Fibromyalgia and Pain Disorders

Many clients with fibromyalgia report that they have been treated badly by the conventional health care system.  Often health providers give the impression to these clients that they consider the ailment bogus or a psychological need for dependency.  These clients also usually arrive at our clinic heavily medicated and suffering from the serious side effects of these medications.  Fibromyalgia clients are usually worn-out, depressed, sleep deprived and feeling abandoned.

Fibromyalgia is a connective tissue disorder that results from a serious emotional trauma, a physical injury (such as a head injury), and/or a viral infection. Generally, these clients admit to more than one of the above causes so generally there is a psychological dimension to the client’s condition.  For example, if emotional or physical trauma has been experienced, the post-traumatic stress symptoms may require some psychotherapeutic intervention as well as correcting the brainwave abnormalities.  

Treatment of fibromyalgia always requires that the client be weaned off the medications that are sustaining the condition.  A typical brainwave abnormality one finds in cases of fibromyalgia is an excess of slow frequency brainwave amplitude in the front of the brain.  Persons without fibromyalgia who have recently experienced a viral infection also usually show this same pattern in the frontal cortex.
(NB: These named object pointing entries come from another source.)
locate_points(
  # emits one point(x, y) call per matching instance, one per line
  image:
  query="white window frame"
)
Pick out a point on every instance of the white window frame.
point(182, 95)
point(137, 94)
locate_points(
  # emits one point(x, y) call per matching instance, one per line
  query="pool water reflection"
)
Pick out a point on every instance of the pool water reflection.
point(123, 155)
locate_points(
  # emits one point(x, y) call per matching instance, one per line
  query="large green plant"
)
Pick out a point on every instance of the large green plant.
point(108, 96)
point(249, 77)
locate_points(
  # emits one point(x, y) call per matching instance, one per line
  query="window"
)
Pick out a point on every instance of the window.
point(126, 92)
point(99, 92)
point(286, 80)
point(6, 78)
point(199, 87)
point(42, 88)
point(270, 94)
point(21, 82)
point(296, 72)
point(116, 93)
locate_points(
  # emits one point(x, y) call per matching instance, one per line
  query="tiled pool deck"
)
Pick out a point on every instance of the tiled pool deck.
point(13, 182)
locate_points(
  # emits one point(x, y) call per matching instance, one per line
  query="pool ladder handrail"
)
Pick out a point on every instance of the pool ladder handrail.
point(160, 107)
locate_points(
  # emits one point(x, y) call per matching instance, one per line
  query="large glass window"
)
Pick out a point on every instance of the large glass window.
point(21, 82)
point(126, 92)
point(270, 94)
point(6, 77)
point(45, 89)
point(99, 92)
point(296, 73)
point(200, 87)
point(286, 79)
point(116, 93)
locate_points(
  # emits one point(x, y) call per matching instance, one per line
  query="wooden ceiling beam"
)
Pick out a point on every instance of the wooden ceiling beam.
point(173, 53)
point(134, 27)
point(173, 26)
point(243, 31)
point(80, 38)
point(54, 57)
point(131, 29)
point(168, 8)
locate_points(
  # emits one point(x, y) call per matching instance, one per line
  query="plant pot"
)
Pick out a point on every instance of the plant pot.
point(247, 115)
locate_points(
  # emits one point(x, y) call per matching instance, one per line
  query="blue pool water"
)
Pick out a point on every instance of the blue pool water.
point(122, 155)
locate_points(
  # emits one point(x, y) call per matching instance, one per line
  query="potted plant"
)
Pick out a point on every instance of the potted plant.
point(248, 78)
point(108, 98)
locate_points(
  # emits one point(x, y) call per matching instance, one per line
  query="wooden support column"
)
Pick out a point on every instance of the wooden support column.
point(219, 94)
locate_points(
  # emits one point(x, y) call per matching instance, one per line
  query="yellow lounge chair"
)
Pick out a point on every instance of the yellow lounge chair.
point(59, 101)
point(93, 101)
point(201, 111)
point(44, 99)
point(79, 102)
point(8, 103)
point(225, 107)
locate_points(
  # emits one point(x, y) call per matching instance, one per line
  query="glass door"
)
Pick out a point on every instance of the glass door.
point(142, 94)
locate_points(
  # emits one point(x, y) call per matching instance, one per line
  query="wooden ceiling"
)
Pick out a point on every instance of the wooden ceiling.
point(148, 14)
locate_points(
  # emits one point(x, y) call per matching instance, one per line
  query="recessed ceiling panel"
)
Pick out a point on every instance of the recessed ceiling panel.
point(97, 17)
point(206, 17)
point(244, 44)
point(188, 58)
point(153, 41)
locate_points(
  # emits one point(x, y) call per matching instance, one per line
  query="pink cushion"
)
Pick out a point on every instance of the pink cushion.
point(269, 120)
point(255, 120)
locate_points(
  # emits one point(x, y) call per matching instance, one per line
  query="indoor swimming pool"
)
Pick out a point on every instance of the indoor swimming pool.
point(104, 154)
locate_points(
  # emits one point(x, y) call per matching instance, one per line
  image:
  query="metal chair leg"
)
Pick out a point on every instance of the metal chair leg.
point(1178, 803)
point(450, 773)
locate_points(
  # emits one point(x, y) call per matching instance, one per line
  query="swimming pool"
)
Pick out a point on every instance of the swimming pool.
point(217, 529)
Likewise, a side effect of some medications is this same excess of slow brainwave amplitude in the front of the brain.  These complications in the frontal regions of the brain are the cause of the cognitive inefficiencies usually reported by clients with these conditions; “fibrofog” as the fibromyalgia clients call the condition.

Fibromyalgia is generally associated with very poor sleep quality.  Pain interferes with sleep and poor sleep in turn worsens the fibromyalgia condition.  So these patients are caught in a self-worsening pattern which leads them to become dependent on sedating medications that in turn worsen the cognitive inefficiencies.  Neurotherapy breaks this cycle by correcting the neurological conditions associated with the symptoms.

Pain is a normal response signaling that something is wrong and needs attention.  Pain patterns differ markedly depending on which body systems are involved.  For headache, we may find that brainwave treatment is not the most effective and that the client responds more favorably to regular biofeedback such as muscle tension reduction, increased body surface temperature or improved respiration.  The treatment of pain, such as headache, also usually requires changing the client’s habits or life style patterns.  Tensing the body when stressed, for example, may lead directly to a tension headache so learning how to recognize and correct body tension may be critical to averting the headache.  Backache, on the other hand, may be relieved by sitting in a less “comfortable” chair that reduces tension in the large muscles in the back.

Generalized pain and specific pain such as migraine headache that does not respond to other forms of biofeedback can usually be improved by brainwave treatment similar to that used for seizure disorders.  The latter has the effect of calming the body which has a beneficial effect on perceived pain.  The treatment of pain is very complex.  It usually involves determining if the pain can be eliminated or if one can only hope to reduce the distress associated with continuous unrelenting pain.  The treatment of both of the above classes of pain further requires that the client be taught methods for increasing stress tolerance and reducing body tension.  Finally, the physiological and neurological conditions that are associated with the pain symptoms are corrected with the goal of keeping the client drug-free or on very minimal dosages of analgesics.